The variant terrorism isn’t working too well, people’s eagerness to return to “normality”, whatever that is, is finally leading to pushback on government extremism. I predict that the next subject for use in maintaining the campaign of terror will be concern about whether vaccination prevents people from becoming infected. The answer is that some people who get vaccinated will get infected. So what, completely to be expected, especially among the very old. I will use this analogy again, adaptive immunity, whether by infection or aided by vaccine, is not an absolute barrier preventing exposure and infection, but a rapid reaction force that should quickly eliminate the virus and minimize infectiousness and disease seriousness.
But we will inevitably get some backtracking on the previous meme of “just wait til the vaccines are here and we get a lot of people vaccinated, then everything can go back to normal”. Now it will be renewed panic about the fact that there are still a few cases, and a lot of false cases at that. For the millionth time I say, we simply have to accept that CV-19 is going to be around and we have to figure out how to live with it. Period. And we can’t ruin people’s lives in a futile attempt to get to zero CV-19. There is no such thing.
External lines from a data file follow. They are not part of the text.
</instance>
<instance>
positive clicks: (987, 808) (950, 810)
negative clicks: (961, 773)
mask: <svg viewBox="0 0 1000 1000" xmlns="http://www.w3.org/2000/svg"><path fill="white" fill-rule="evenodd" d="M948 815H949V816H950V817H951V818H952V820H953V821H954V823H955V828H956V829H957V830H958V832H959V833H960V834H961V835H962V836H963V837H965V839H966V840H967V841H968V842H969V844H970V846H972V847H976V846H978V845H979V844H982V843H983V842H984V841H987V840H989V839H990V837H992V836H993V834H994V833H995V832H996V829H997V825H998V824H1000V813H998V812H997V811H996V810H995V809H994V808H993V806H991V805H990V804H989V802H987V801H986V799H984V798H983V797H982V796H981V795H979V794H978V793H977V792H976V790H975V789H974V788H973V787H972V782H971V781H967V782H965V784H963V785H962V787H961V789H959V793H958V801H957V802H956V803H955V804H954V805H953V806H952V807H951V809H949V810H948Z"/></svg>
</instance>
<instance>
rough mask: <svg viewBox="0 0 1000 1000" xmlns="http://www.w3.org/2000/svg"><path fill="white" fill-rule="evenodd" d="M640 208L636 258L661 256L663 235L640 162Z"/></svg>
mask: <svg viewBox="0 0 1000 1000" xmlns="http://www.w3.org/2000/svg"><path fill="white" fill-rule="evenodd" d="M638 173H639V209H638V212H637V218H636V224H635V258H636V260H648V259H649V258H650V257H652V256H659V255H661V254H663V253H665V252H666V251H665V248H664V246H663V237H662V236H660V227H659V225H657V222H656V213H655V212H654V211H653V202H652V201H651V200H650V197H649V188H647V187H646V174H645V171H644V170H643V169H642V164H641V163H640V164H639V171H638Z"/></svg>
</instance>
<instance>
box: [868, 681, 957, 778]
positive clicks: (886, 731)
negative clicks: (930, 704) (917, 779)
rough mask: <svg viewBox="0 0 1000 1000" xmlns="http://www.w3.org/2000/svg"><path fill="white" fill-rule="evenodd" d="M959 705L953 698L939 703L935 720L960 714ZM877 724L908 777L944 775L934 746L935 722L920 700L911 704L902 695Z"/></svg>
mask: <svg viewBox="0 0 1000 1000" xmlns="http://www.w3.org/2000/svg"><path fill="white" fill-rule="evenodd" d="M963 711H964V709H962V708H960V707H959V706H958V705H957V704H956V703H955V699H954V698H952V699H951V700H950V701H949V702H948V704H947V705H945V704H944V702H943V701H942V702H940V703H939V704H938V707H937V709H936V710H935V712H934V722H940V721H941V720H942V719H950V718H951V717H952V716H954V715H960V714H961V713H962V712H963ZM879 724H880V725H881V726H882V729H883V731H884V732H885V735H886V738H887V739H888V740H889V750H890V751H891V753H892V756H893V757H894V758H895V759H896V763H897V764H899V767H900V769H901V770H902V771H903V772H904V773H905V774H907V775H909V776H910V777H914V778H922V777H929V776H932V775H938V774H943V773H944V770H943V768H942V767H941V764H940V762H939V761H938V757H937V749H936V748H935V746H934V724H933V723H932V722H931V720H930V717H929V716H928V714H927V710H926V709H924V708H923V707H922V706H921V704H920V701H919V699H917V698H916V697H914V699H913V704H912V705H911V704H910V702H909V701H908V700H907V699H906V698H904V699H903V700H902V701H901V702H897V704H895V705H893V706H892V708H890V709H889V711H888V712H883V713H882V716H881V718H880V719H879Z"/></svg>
And speaking of panic, another useless briefing from the state DOH today, no information revealed that would actually help people have a rational understanding of the epidemic. Variant terrorism continues. The variant in Carver County has not been shown to be significantly more infectious, and actually may be associated with lower levels of hospitalizations and deaths. This variant has spread in other countries with no apparent increase in overall cases. But that won’t stop DOH from using anything possible to get people docile and compliant.
The Annals of Internal Medicine has been conducting an ongoing “living” review of mask effectiveness. The new update just released still shows no solid evidence of any benefit to slowing community spread. (Annals Article)
One of the lead scientists behind PCR testing for CV-19 has acknowledged that the results must include the cycle number and that cycle numbers above 28 almost certainly don’t reflect infectious people. Just so you know, most labs are using 35, 40 or even higher cycle numbers as the threshold. (Twitter Link)
Why do children seem to be less susceptible to CV-19 than adults. This paper suggests it may have to do with the nature of cells in their upper respiratory tracts. (Medrxiv Paper) The innate immune response, in the form of molecules known as interferons, appeared to be stronger in pediatric cells than in adult ones, leading to lower levels of infection. Interestingly, the same result was not found in regard to influenza.
And this study examined the response of cells in the upper and lower respiratory tracts to both CV-19 and influenza. (Medrxiv Paper) It found that the upper respiratory tract response to attempted CV-19 infection was much stronger than that in the lower respiratory tract or lungs, also noting the prominent role of interferons. Interestingly, influenza showed a somewhat different pattern, with a strong innate immune response in the lower respiratory tract and less of one in the upper respiratory tract. CV-19 infection tended to peak within a day or two and viral loads to subside thereafter, whereas influenza infection continued at a high level for a longer time.
Research from Norway examines the relative role of children and adults in spreading CV-19. (Medrxiv Paper) The authors attempted to identify the index case in a family and trace and secondary cases. Note that for this study, you were a child up to and including age 20. In two-thirds of homes, a parent was the index case. Among children who were index cases, 42% were aged 17 to 20. The secondary attack rate within seven days was 24% among parents and 14% among children. Unlike the proportion of index cases, among children the secondary transmission rate was highest among the youngest children and declined with age of the child. This is very odd and inconsistent with other research. 35% of parent index cases infected another parent while only 12% of child index cases infected another child. Of index cases aged 0 to 6, of which there were very few, 27% infected a parent. 21% of parents infected a child.
This paper explored the relationship between people leaving their homes and cases in Japan. (Medrxiv Paper) Although the epidemic has not hit Japan hard, there have been two case waves. During the first wave, people substantially reduced their mobility and the number of times they left their homes. In the second wave, there was less of a reduction in mobility. The reductions in mobility in the first wave generally occurred as cases rose, which the authors appear to attribute to people’s awareness of more cases leading to restricted activity. This relationship disappeared in the second wave, when any reductions in activity appeared after the number of cases had already peaked.
Yet another study finds a sustained memory T cell response following infection, this time for at least 8 months. (Medrxiv Paper) The T cells had a diverse capability and the population remained strong during the duration of the study.